The Janome Free Motion Couching Foot Set is designed for Janome Memory Craft Embroidery Machines as well as other Janome High Shank Models. The set contains a foot holder and two feet that work with different thicknesses of yarn: Foot 1 accepts 1.5 – 2.0 mm and Foot 2 accepts less than 1.5mm. We did our tests with different weights of yarn, but you could also use soft cording or other pliant strips. Doing lots of experimenting to determine the best (and most fun) materials to couch is the way to go. The only stated item to avoid is hard string.
To attach the foot, first select Foot 1 or Foot 2 to match your chosen yarn. The feet are interchangeable with a simple set screw.
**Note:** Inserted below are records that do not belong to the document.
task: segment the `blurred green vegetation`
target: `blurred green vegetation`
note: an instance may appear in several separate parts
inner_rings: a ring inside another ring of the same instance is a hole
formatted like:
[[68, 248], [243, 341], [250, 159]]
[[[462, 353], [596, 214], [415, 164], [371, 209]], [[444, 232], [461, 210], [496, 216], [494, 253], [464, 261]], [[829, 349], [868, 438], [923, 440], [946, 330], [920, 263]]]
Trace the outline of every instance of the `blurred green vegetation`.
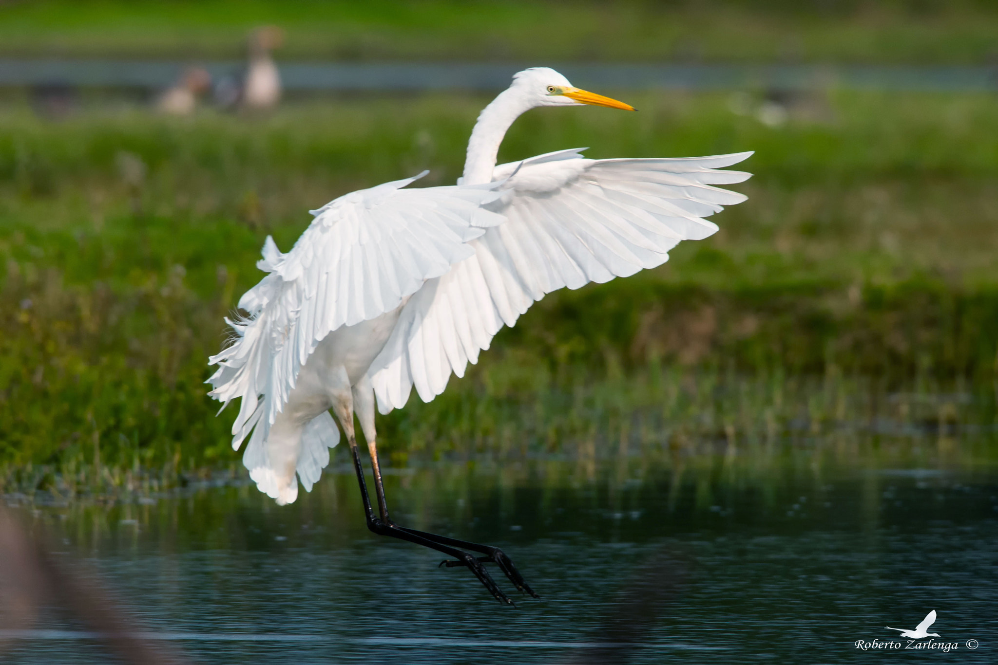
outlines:
[[0, 54], [290, 60], [994, 62], [987, 0], [37, 0], [0, 3]]
[[[641, 113], [531, 112], [500, 159], [750, 149], [749, 200], [659, 269], [548, 296], [435, 402], [381, 418], [396, 464], [994, 423], [998, 100], [808, 96], [768, 127], [733, 113], [743, 98], [621, 97]], [[263, 237], [286, 250], [305, 210], [424, 167], [452, 182], [486, 102], [0, 110], [0, 484], [159, 487], [238, 464], [202, 382]]]

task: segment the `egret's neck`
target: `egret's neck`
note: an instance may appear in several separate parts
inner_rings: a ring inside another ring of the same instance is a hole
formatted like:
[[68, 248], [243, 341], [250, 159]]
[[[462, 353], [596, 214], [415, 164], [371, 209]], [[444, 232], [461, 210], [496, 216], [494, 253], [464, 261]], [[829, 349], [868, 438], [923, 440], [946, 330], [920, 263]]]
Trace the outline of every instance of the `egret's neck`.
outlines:
[[481, 184], [492, 181], [499, 145], [506, 130], [520, 114], [529, 111], [527, 104], [516, 91], [503, 91], [492, 104], [482, 109], [475, 129], [468, 141], [468, 158], [464, 162], [464, 184]]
Remove the standard foot holder and attach the Free Motion foot holder. It’s easiest to bring it into position from the rear.
Tighten the thumb screw, then double check that your needle drops through the center of the hole in the foot.
Set up the machine to match your fabric and yarn. The number one thing to remember is that the machine’s feed dogs must be lowered in order to allow the free motion movement.
Our samples were sewn with Foot 2 attached to the Janome Horizon Memory Craft 15000. We used a standard zig zag set to a 2.0mm stitch width. The machine was threaded with 40 wt polyester embroidery thread in the top and bobbin thread in the bobbin. We tested with both a baby yarn (light blue in the photos below) and a bulky yarn (dark blue in the photos below).
For our first test (as shown above), the yarn was threaded through the back of the foot holder and then through the clear foot, which was the recommended threading pattern from some sources.
However, this was not our favorite set up. The yarn ends up behind the needle as it stitches, so it frequently fails to properly couch the yarn, and the yarn comes free from the foot as stitches are made.
We preferred threading from front to back, which we will describe below. First, a few additional set-up notes.
You can either draw a design to follow on your fabric or simply improvise. The basic technique is just like free motion quilting. If you’re just starting out, keep your guidelines farther apart with larger curves and avoid cross-overs. As you improve with practice, your designs can get more intricate.
To start, lower the needle through the yarn at the starting point of your design and then lower the foot. Sew several stitches to fasten the yarn.
Stop the machine and trim away the extra yarn.
Continue sewing through the design. Work at a medium, even pace.
As mentioned above, the threading technique we had the best luck with was one we learned from our friends at Paramount Sewing & Vacuum in Eugene, Oregon.
The yarn is threaded through the couching foot from front to back, using the notch in the foot. Both the thread and yarn ends should be drawn to the back.
The skein/ball end of the yarn is then guided behind the upright secondary thread spindle at the top of the machine and allowed to feed freely.
This puts the yarn directly in front of the needle as the machine is sewing, catching the yarn consistently no matter which direction the free-motion stitching sews.
We always recommend testing your techniques prior to using them on your final project. But with this foot, pre-testing is super important. You need to get the stitch width right for your yarn, and the free motion movement does take a little practice. That said, we also want to emphasize how easy this is… and how fun!